Cloud // Infrastructure as a Service
News
7/2/2012
04:14 PM
Connect Directly
Twitter
RSS
E-Mail
50%
50%

Amazon Outage Hits Netflix, Heroku, Pinterest, Instagram

Amazon Web Services data center loses power because of violent electrical storms, knocking out many website customers.

Amazon's 7 Cloud Advantages: Hype Vs. Reality
Amazon's 7 Cloud Advantages: Hype Vs. Reality
(click image for larger view and for slideshow)
Severe thunderstorms rolled through northern Virginia Friday evening and Amazon Web Services U.S. East data center, its largest, lost power at 8:40 p.m. The power was restored about nine minutes later but Netflix, Instagram, Pinterest, Heroku and other companies that depend on its infrastructure were affected.
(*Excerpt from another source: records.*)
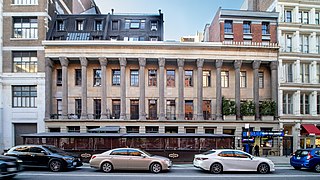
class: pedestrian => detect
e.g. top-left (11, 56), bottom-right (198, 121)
top-left (254, 144), bottom-right (260, 156)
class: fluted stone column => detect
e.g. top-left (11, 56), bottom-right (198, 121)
top-left (234, 60), bottom-right (242, 120)
top-left (59, 57), bottom-right (69, 119)
top-left (119, 58), bottom-right (127, 119)
top-left (216, 60), bottom-right (223, 120)
top-left (45, 57), bottom-right (53, 119)
top-left (252, 61), bottom-right (261, 120)
top-left (197, 59), bottom-right (204, 120)
top-left (177, 59), bottom-right (184, 120)
top-left (80, 57), bottom-right (88, 119)
top-left (158, 58), bottom-right (166, 120)
top-left (99, 57), bottom-right (110, 119)
top-left (270, 61), bottom-right (278, 117)
top-left (139, 58), bottom-right (146, 120)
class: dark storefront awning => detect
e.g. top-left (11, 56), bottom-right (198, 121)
top-left (302, 124), bottom-right (320, 135)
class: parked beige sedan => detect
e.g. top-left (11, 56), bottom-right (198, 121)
top-left (90, 148), bottom-right (172, 173)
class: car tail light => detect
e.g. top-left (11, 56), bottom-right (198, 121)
top-left (307, 152), bottom-right (313, 160)
top-left (91, 156), bottom-right (97, 159)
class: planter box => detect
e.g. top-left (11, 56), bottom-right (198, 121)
top-left (223, 115), bottom-right (237, 121)
top-left (242, 116), bottom-right (255, 121)
top-left (261, 116), bottom-right (274, 121)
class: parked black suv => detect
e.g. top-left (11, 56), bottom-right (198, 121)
top-left (0, 155), bottom-right (22, 179)
top-left (5, 145), bottom-right (82, 172)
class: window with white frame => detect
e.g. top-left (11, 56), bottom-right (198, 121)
top-left (283, 62), bottom-right (293, 82)
top-left (12, 86), bottom-right (37, 108)
top-left (12, 0), bottom-right (38, 5)
top-left (282, 93), bottom-right (293, 114)
top-left (300, 35), bottom-right (309, 53)
top-left (13, 17), bottom-right (38, 39)
top-left (240, 71), bottom-right (247, 88)
top-left (300, 63), bottom-right (310, 83)
top-left (284, 34), bottom-right (292, 52)
top-left (300, 93), bottom-right (310, 114)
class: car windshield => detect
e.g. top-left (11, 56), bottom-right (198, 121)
top-left (43, 146), bottom-right (67, 154)
top-left (202, 150), bottom-right (216, 155)
top-left (295, 150), bottom-right (309, 157)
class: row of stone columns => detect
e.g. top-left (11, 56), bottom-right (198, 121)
top-left (46, 57), bottom-right (277, 120)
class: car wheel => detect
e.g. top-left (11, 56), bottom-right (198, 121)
top-left (314, 164), bottom-right (320, 173)
top-left (49, 160), bottom-right (62, 172)
top-left (258, 163), bottom-right (270, 174)
top-left (210, 163), bottom-right (223, 174)
top-left (150, 163), bottom-right (162, 173)
top-left (101, 162), bottom-right (113, 173)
"We're currently experiencing technical difficulties and we're working to correct the issues. Thanks for your patience," said Instagram via Twitter at 8:16 p.m. Pacific Friday. Instagram is the mobile phone photo sharing service recently acquired by Facebook for $1 billion.

Heroku told its users two minutes later: "Our automated systems have detected potential platform errors. We are investigating."

Amazon's Service Health Dashboard posted its first notice at 8:21 p.m. Pacific, saying AWS was "investigating connectivity issues for a number of instances" in its northern Virginia data center.

[ Amazon experienced a power outage two weeks before this one. See Amazon Defended After June 14 Power Outage. ]

Cedexis, the cloud monitoring service, said service was impacted by the power outage beginning at 8 p.m. Pacific (or 3 a.m. Saturday Greenwich Mean Time). It affected Amazon's availability zone 1B of its Elastic Compute Cloud service. 1B is one of what are believed to be four zones in Amazon's U.S. East-1 data center (Amazon doesn't state how many zones are in each facility) and zone 1B compute service was completely down an hour later, said a Cedexis spokesman.

Basic EC2 service was out in the one zone for about two hours, according to Cedexis, although individual virtual server instances and some Elastic Block Store volumes were out for a longer period.

At 8:40 p.m. Amazon's dashboard acknowledged to customers that "a single Availability Zone has lost power due to electrical storms in the area. We are actively working to restore power." At 9:01 p.m. Pacific, Amazon acknowledged that the loss of an availability zone in U.S. East–1 had affected its Elastic MapReduce service as well.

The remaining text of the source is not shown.